Wild bee populations have been struggling of late, and in America’s bread basket these important pollinators have seen their numbers shrink dramatically. A new study suggests that the culprit for the decline may be the crops we’re growing, and it puts the blame on the dramatic increase in corn cultivation in the wake of recent federal mandates to blend corn ethanol into gasoline. The BBC reports:
[The study’s] results show that numbers of wild bees likely declined by 23% between 2008 and 2013 in key agricultural regions in California, the Midwest, in Great Plains states and in the Mississippi river valley.
The study also showed that 39% of US croplands that depend on pollinators are suffering a significant mismatch between the demand for pollination and the supply of bees. […]
The most important reason for the decline in numbers according to the authors is the increased demand for biofuels, which has seen more land turned over to growing grains.
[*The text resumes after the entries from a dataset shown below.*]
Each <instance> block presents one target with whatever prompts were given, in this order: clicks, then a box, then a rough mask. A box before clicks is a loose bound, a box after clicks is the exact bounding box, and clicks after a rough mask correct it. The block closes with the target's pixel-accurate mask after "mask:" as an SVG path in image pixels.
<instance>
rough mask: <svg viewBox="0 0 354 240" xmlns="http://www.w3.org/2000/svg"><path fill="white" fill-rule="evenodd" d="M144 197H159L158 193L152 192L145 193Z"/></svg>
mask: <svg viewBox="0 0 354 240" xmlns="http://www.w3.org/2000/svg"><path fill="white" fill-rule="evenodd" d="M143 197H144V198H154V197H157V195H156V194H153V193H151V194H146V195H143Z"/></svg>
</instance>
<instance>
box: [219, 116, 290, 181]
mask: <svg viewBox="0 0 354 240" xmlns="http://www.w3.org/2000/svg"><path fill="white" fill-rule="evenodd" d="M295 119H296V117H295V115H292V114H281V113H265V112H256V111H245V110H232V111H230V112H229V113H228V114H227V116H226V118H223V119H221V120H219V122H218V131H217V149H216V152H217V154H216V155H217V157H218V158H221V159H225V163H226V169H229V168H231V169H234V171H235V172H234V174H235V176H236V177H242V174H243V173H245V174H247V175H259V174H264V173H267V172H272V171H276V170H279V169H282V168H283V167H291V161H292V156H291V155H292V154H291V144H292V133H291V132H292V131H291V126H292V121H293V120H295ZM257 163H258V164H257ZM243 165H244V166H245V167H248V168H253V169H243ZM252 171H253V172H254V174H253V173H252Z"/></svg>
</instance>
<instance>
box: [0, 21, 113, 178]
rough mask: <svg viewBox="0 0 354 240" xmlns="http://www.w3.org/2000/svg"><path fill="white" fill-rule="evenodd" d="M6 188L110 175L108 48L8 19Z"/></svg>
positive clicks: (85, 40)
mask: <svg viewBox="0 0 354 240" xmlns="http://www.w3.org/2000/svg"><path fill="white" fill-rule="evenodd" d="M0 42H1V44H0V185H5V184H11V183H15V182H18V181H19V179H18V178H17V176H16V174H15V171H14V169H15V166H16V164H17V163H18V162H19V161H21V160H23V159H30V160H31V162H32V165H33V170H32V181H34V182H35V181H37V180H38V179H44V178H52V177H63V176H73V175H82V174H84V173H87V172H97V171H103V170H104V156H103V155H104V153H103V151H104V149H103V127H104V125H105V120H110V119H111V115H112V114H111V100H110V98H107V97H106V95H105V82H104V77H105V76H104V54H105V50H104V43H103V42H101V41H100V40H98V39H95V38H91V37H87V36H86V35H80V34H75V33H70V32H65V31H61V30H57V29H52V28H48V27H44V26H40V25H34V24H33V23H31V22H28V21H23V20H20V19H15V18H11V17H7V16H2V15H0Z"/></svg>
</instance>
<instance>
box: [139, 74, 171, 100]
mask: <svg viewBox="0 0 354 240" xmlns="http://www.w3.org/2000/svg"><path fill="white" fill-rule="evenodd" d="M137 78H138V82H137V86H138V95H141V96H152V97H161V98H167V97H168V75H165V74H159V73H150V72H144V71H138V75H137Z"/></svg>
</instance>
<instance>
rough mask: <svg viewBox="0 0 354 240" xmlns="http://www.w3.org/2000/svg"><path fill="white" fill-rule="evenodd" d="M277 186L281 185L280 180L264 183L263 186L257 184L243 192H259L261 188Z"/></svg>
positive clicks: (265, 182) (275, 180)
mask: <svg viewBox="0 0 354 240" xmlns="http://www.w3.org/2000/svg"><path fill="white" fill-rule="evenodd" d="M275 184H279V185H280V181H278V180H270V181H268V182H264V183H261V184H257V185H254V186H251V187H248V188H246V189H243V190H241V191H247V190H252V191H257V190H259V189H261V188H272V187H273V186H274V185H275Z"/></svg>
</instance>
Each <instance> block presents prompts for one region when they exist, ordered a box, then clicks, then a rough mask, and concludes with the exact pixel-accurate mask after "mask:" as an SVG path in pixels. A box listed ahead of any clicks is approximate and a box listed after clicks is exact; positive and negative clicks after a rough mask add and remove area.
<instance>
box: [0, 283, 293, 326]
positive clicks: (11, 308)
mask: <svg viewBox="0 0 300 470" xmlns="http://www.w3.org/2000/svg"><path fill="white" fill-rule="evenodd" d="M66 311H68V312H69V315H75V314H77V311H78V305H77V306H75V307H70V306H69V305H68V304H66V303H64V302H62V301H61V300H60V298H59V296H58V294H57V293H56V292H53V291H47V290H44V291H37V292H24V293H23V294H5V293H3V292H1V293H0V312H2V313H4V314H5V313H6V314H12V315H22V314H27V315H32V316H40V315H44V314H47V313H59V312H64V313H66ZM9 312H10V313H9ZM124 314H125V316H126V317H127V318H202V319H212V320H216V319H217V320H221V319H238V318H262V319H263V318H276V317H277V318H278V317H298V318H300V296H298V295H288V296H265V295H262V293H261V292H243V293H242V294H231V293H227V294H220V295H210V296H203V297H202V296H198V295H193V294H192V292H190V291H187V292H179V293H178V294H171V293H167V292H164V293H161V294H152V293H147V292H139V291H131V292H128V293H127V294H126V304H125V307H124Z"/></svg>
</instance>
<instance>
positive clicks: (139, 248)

US law requires that all gasoline sold contains at least 10% ethanol, mostly made from corn.
So, to recap: America’s biofuel mandates don’t lower emissions, they raise global food prices and starve the world’s poor, they cost drivers billions at the pump every year, and they decimate wild bee populations.
It’s rare that a policy comes along that offers so little to so many distinct groups of shareholders. In that respect, perhaps there is something impressive about the Renewable Fuel Standard: It’s found that elusive policy sour spot. The sooner these quotas are rolled back, the better.